De Beers Searches the African Seabed for Diamonds

  • Miner invests $157 million on ship to explore Namibia’s coast
  • That’s where De Beers finds some of its highest value diamonds

An employee inspects unpolished diamonds at the De Beers SA headquarters on Charterhouse Street in London on Feb. 1, 2017.

Photographer: Simon Dawson/Bloomberg

De Beers finds some of its most valuable diamonds on the Atlantic Ocean seabed off the coast of Namibia, and it’s betting there are a lot more to be discovered.

The world’s biggest diamond producer has spent $157 million on a state-of-the-art exploration vessel that will scour 6,000 square kilometers (2,300 square miles) of ocean floor for gems, an area about 65 percent bigger than Long Island. The Anglo American Plc unit mines in the area in a 50-50 joint venture with the Namibian government.

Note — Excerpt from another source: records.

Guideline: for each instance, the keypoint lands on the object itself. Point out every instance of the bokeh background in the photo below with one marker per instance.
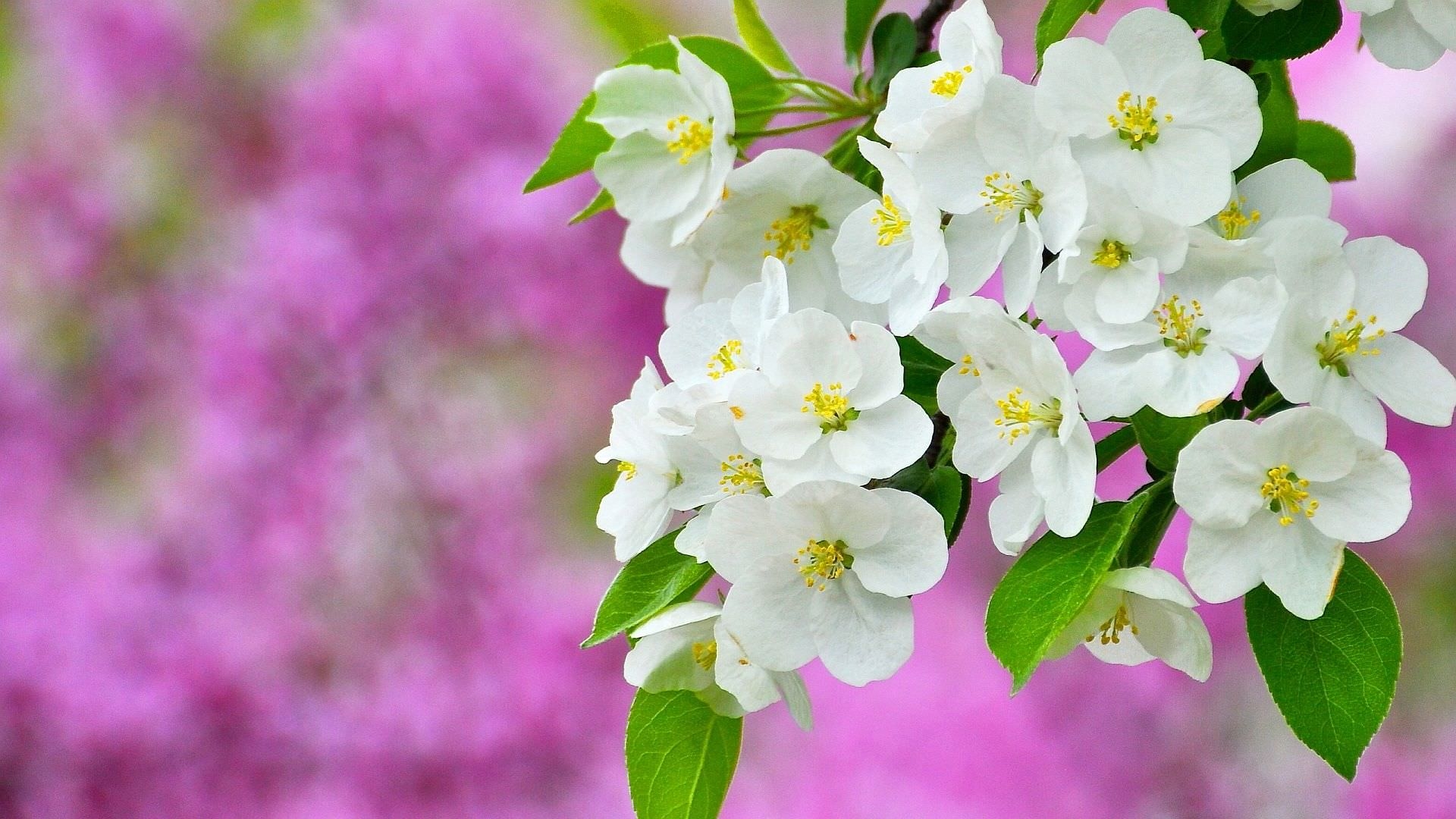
(297, 398)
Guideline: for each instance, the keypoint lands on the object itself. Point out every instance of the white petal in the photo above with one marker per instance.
(861, 635)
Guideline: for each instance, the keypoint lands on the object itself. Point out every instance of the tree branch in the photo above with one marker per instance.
(925, 24)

The vessel will scan and sample the seabed to identify the most profitable areas for De Beers’s ships, which suck up diamonds before they’re flown by helicopter to the shore. The strategy will help the company maintain annual production of at least 1.2 million carats for the next 20 years, Chief Executive Officer Bruce Cleaver said in an interview.

Those stones are “very important to our global mix and to our customers who are looking for higher-value diamonds,” Cleaver said.

Namibia’s diamonds, which have been washed down the Orange River from South Africa over millions of years and deposited in the ocean, are key to De Beers because of their high quality. While not the biggest, the gems have few flaws after being broken from larger stones on their way to the sea bed. Only the strong and good quality ones survive, Cleaver said.

De Beers’s Namibian unit sold its diamonds for $528 a carat last year, much higher than the $187 average for the whole company’s stones and accounting for about 13 percent of total earnings.